In accordance with the foregoing, the order of the District Court is affirmed.
Notes:
Title 18 United States Code, Section 4244, provides as follows:
"4244. Mental incompetency after arrest and before trial. Whenever after arrest and prior to the imposition of sentence or prior to the expiration of any period of probation the United States Attorney has reasonable cause to believe that a person charged with an offense against the United States may be presently insane or otherwise so mentally incompetent as to be unable to understand the proceedings against him or properly to assist in his own defense, he shall file a motion for a judicial determination of such mental competency of the accused, setting forth the ground for such belief with the trial court in which proceedings are pending. Upon such a motion or upon a similar motion in behalf of the accused, or upon its own motion, the court shall cause the accused, whether or not previously admitted to bail, to be examined as to his mental condition by at least one qualified psychiatrist, who shall report to the court. For the purpose of the examination the court may order the accused committed for such reasonable period as the court may determine to a suitable hospital or other facility to be designated by the court. If the report of the psychiatrist indicates a state of present insanity or such mental incompetency in the accused, the court shall hold a hearing, upon due notice, at which evidence as to the mental condition of the accused may be submitted, including that of the reporting psychiatrist, and make a finding with respect thereto. No statement made by the accused in the course of any examination into his sanity or mental competency provided for by this section, whether the examination shall be with or without the consent of the accused, shall be admitted in evidence against the accused on the issue of guilt in any criminal proceeding. A finding by the judge that the accused is mentally competent to stand trial shall in no way prejudice the accused in a plea of insanity as a defense to the crime charged; such finding shall not be introduced in evidence on that issue nor otherwise be brought to the notice of the jury. Added Sept. 7, 1949, c. 535, § 1, 63 Stat. 686."
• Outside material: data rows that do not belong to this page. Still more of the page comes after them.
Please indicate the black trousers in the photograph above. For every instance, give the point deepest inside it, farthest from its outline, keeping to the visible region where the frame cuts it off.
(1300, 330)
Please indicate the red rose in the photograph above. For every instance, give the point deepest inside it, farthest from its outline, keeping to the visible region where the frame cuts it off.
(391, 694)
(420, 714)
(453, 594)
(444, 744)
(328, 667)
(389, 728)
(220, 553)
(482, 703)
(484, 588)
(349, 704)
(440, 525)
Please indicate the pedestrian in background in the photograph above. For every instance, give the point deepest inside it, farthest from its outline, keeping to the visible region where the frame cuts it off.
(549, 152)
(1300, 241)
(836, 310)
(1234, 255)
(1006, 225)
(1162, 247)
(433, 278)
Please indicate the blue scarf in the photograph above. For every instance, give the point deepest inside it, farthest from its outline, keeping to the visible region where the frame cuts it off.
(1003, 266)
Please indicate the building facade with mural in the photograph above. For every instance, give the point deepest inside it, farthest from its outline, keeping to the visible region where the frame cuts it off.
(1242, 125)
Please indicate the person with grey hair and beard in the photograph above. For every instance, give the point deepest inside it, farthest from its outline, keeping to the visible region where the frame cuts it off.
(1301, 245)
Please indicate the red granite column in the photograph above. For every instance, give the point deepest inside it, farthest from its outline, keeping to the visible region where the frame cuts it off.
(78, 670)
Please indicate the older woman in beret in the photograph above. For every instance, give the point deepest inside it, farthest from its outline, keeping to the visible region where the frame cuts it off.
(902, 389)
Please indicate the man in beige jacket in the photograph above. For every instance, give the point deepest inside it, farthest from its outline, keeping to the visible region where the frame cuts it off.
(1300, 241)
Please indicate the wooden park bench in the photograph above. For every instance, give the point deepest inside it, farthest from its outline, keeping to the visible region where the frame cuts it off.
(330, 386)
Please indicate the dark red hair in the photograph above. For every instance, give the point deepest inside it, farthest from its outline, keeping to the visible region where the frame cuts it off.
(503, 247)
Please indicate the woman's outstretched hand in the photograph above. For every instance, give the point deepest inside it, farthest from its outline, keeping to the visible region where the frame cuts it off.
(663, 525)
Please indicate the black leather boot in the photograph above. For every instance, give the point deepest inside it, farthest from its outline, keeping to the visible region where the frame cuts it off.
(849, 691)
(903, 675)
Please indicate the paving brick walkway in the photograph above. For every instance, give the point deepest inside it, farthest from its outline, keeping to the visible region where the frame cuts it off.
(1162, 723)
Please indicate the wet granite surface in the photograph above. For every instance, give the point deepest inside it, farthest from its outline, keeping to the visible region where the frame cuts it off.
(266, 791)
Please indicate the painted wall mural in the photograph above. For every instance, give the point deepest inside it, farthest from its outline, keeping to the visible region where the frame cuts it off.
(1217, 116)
Title 18 United States Code, Section 4246, provides as follows:
"4246. Procedure upon finding of mental incompetency. Whenever the trial court shall determine in accordance with sections 4244 and 4245 of this title that an accused is or was mentally incompetent, the court may commit the accused to the custody of the Attorney General or his authorized representative, until the accused shall be mentally competent to stand trial or until the pending charges against him are disposed of according to law. And if the court after hearing as provided in the preceding sections 4244 and 4245 shall determine that the conditions specified in the following section 4247 exist, the commitment shall be governed by section 4248 as herein provided. Added Sept. 7, 1949, c. 535, § 1, 63 Stat. 686."
"Rule 35Correction or Reduction of Sentence. The court may correct an illegal sentence at any time. The court may reduce a sentence within 60 days after the sentence is imposed, or within 60 days after receipt by the court of a mandate issued upon affirmance of the judgment or dismissal of the appeal, or within 60 days after receipt of an order of the Supreme Court denying an application for a writ of certiorari."